In reply, Plaintiff’s counsel Stephen Garcia represents the opt-in process was not completed as previously ordered. Specifically, Mr. Garcia attests: “On May 11, 2022, CPT Group completed the mailing of letters and response cards to all residents and responsible parties during the specified time period. On June 1, 2022, CPT Group shared a link with a list of postcards received as of June 1, 2022. Upon review of said list by defense counsel, it was brought to the attention of CPT Group and Plaintiff’s counsel that the names of five individuals who did not wish to have their information shared with Plaintiff’s counsel were inadvertently included on the list. Plaintiff’s counsel responded advising while the list had been downloaded by staff, no lawyer in Plaintiff counsel’s office had looked at the list. Plaintiff’s counsel also assured defense and CPT Group that the list was deleted from Plaintiff counsel’s system. Plaintiff counsel requested for CPT Group to remove the names as appropriate and resend the information. Defense counsel and CPT Group discussed the release of contact information and proposed that any returned postcards be sent directly to defense counsel who would then provide contact information to Plaintiff’s counsel. As this modified proposed process is not what the Court Ordered and in effect makes the third party process meaningless, Plaintiff’s counsel did not agree to same. Plaintiff’s counsel requested that the process proceed as previously ordered.” (Garcia Reply Decl., ¶ 3.)
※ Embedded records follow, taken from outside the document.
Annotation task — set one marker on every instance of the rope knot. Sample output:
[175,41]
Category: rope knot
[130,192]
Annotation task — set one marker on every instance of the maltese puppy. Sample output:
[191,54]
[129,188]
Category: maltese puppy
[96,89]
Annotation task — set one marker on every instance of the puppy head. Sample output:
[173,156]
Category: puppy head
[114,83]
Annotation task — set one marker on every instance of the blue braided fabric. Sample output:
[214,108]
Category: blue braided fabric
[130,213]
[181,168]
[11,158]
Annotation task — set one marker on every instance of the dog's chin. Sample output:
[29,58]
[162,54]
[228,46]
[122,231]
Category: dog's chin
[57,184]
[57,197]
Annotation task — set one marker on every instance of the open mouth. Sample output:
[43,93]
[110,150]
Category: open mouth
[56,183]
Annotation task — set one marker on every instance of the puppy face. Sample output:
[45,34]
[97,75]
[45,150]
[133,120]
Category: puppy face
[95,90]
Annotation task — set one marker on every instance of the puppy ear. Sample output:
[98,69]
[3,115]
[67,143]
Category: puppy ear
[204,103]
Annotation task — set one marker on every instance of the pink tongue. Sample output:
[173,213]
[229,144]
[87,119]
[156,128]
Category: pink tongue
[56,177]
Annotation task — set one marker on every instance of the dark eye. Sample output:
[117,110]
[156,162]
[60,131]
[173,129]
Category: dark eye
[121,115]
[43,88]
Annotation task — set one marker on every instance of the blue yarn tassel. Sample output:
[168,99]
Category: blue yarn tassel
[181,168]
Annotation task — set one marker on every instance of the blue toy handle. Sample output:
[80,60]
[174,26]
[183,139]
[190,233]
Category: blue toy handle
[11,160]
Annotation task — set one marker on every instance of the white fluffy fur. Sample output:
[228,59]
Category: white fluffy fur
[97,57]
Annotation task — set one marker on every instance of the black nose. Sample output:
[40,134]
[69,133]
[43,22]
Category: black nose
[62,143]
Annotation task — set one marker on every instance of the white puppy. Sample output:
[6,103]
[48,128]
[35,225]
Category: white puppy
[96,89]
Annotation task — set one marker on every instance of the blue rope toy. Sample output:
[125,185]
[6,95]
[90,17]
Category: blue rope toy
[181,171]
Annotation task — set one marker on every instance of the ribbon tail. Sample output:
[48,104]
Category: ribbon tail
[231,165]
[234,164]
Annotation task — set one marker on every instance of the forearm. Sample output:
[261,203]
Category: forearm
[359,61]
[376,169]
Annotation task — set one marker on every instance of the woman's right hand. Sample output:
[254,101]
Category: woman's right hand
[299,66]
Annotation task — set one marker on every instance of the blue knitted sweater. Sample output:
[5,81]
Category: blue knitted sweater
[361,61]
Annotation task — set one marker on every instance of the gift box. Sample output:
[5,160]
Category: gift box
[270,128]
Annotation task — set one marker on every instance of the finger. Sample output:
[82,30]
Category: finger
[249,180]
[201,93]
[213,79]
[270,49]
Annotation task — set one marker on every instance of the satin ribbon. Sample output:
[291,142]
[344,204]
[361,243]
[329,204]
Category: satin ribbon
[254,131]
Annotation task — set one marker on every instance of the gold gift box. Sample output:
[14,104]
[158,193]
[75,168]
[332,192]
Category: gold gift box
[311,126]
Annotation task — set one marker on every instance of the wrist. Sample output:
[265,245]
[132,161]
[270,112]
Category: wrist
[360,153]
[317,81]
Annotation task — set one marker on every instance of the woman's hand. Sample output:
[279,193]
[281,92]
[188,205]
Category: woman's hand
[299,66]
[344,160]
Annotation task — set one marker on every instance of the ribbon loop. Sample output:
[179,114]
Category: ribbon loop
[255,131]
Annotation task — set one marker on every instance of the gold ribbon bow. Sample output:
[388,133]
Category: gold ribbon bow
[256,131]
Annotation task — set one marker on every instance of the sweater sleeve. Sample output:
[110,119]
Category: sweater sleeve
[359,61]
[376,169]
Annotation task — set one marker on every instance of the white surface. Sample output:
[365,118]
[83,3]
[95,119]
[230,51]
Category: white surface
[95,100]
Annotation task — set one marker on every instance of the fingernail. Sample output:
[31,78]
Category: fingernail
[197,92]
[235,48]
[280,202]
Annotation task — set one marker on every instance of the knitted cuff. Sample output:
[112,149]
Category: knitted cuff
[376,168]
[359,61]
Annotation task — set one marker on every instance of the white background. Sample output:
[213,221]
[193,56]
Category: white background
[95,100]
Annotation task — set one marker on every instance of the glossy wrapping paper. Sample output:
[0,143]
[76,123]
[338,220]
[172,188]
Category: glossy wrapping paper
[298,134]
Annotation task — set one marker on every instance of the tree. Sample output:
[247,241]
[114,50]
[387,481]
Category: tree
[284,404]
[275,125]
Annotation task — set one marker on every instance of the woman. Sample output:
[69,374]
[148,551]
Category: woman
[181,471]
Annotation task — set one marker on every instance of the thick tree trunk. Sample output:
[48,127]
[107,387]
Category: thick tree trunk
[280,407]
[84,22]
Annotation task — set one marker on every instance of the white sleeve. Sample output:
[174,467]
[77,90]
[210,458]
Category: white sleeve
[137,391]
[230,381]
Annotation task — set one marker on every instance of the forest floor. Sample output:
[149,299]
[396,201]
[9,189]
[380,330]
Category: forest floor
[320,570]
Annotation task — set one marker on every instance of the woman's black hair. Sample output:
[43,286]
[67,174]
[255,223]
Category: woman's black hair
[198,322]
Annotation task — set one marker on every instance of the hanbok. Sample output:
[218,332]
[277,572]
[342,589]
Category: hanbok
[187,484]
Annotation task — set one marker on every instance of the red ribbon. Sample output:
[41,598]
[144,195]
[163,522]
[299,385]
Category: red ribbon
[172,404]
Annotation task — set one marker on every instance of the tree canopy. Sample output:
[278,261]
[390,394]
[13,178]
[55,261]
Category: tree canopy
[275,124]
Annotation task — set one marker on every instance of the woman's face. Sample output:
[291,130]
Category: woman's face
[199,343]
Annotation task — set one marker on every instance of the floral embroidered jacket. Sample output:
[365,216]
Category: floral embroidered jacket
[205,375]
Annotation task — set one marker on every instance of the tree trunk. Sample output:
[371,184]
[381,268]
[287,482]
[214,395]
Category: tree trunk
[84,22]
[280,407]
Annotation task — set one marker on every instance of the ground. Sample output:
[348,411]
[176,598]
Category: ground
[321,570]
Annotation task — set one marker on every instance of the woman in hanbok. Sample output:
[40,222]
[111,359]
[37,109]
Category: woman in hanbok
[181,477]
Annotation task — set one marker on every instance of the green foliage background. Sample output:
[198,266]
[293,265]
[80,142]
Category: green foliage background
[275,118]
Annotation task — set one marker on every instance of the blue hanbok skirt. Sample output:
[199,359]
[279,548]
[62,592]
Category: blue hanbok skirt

Therefore, the Court finds further response to these interrogatories is required. Defendant’s argument these interrogatories are duplicative because Plaintiff must be seeking information about witnesses who chose not to opt-in is without merit. Defendant does not represent to the court that it provided information about all residents and responsible parties at the facility to the third-party service as previously ordered. Further, it does not appear from Plaintiff’s counsel’s declaration that the opt-in process was satisfactorily completed, as the parties appear to still be in the process of finalizing the final contact list for the residents and responsible parties at issue. Defendant does not dispute that the identity and contact information of Plaintiff’s roommates and their responsible parties is relevant as potential witness contact information.
Further, Defendant’s arguments that they are not required to respond to these interrogatories on the grounds of privacy, HIPAA, or the CMIA fail for the reasons stated in the court’s prior ruling of 3-28-22.
Based on the foregoing, Plaintiff’s Motion is granted. The Court orders the parties to comply with the opt in process as previously ordered on 3-28-22 for all individuals responsive to these interrogatories.
Further, Defendant is to file a declaration no later than 10 days after Defendant has provided all responsive contact information to the third-party service, averring to Defendant’s compliance with the opt-in process.
Given the parties’ ongoing meet and confer efforts regarding the opt in process, the court finds that Defendant acted with substantial justification such that sanctions are not warranted in this instance.
Plaintiff to give notice.
Status Conference
Regardless whether the parties submit on the tentative to the court’s ruling on the motions above, counsel for the parties are required to appear, either in person or remotely, for the Status Conference.